In the CityAM editorial today ("The EU has been hiding its debt for years"), the ever-brilliant Allister Heath points out that the EU has long turned a blind eye to the accounting tricks of its members so that the criteria of the Euro-zone could be ‘met’: “It was once well-known that Greece, Italy and other countries had used dodgy tricks to embellish their public finances prior to the launch of Economic and Monetary Union to meet the entry requirements”. His key point is about institutional amnesia: ”Yet now everybody is pretending to be surprised or even shocked”. I say ‘blind eye’ and ‘accounting tricks’ but what this really amounted to was condoning fraud for a higher good; and ‘amnesia’ is a nice way of saying ‘lying’. That Goldman Sachs and JP Morgan helped (respectively) Greece and Italy push debt off their balance sheets led to a row with, says Heath, “the European establishment cracking down on anybody who dared talk about this”.
Of course this all supports the transparency agenda, the call for see-through government. People inside a system usually end up believing it works best when the smarter and wiser insiders are left alone to take care of things, undisturbed by the prying eyes of outsiders who are considered unequipped to judge. This fantasy of ‘inner circle wisdom’ explodes when a part of the Euro-zone goes bankrupt. Openness would have prevented it. It would have forced populations to confront their problems while they were still fixable.
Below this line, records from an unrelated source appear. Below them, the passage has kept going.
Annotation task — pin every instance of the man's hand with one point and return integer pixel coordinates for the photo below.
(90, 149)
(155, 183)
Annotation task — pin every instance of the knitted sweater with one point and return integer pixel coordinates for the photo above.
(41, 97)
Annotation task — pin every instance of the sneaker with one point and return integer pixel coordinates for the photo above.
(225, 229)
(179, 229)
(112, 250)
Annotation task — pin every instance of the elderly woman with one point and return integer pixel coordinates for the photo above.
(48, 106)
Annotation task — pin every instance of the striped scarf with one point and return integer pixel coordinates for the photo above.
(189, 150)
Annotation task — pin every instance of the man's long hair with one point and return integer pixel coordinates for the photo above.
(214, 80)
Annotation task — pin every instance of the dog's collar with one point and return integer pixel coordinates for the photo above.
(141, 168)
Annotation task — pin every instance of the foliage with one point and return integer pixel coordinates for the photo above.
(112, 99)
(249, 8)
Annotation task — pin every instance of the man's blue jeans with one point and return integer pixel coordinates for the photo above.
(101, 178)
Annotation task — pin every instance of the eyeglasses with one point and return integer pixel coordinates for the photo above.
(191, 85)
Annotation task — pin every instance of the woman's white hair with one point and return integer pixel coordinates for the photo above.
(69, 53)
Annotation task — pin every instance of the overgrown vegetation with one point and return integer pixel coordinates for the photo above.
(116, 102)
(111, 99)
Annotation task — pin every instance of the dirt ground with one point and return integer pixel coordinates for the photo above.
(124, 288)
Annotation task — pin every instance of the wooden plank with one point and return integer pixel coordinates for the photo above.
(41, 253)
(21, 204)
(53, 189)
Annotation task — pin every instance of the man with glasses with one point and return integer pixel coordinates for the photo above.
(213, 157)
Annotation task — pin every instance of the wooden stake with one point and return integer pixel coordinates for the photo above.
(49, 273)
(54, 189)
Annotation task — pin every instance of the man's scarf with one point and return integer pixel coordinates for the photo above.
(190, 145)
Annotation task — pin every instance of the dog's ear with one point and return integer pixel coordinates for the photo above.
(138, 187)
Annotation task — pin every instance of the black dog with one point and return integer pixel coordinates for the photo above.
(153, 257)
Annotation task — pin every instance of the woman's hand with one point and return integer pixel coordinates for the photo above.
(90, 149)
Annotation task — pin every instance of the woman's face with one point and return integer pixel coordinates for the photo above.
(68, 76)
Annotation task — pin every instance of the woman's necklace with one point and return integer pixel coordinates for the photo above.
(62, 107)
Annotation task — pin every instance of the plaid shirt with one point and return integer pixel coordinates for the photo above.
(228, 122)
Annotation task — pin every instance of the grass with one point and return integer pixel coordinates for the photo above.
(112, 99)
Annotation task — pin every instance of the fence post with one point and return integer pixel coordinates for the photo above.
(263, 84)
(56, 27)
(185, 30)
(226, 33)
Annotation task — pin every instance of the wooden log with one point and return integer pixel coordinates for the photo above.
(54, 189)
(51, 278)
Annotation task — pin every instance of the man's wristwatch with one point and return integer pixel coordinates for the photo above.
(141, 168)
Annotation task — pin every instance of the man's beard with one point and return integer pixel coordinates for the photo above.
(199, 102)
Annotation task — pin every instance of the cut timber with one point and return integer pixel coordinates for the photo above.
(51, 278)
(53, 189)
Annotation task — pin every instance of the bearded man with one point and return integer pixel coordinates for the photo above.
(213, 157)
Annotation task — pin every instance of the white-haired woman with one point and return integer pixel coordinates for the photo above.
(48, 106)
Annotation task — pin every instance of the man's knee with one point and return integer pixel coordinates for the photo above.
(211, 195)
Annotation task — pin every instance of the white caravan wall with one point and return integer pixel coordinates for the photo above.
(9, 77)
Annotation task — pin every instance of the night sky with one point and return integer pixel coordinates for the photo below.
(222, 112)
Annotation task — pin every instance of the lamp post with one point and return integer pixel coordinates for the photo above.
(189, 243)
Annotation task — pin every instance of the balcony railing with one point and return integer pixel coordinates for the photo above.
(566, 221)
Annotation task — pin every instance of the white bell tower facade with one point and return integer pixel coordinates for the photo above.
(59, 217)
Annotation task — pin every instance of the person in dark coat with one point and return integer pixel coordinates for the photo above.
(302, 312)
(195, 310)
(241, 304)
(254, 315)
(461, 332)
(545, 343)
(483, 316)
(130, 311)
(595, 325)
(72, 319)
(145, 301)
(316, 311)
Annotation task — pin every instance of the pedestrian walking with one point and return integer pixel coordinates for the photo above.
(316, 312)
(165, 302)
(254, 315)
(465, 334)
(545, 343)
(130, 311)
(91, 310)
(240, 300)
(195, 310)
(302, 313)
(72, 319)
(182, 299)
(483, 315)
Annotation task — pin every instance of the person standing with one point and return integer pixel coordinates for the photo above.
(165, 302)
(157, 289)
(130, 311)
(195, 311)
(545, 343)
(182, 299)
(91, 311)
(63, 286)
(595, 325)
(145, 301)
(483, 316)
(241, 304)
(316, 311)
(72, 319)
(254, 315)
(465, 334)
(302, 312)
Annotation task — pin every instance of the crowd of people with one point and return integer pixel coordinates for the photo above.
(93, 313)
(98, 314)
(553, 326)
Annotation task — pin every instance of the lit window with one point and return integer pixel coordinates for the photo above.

If you can’t know, you can’t act responsibly.
Secrecy creates stupidity. The deliberate obscurantism of the EU means problems don’t get fixed. The system then multiplies small practical problems into systemic collapse. Because we cannot see, we cannot engage. Because we cannot engage, we cannot change things. Because we cannot change things, we are left with only two options: learn to love it dumbly, or leave it. By its culture of distance, the commission creates an impossible condition even for those who might otherwise support some ideal of union.
See-through government is the foundation of prosperity, freedom and justice. We should be radical and passionate about it. It’s time for a Freedom of Data Act, in the UK and the EU.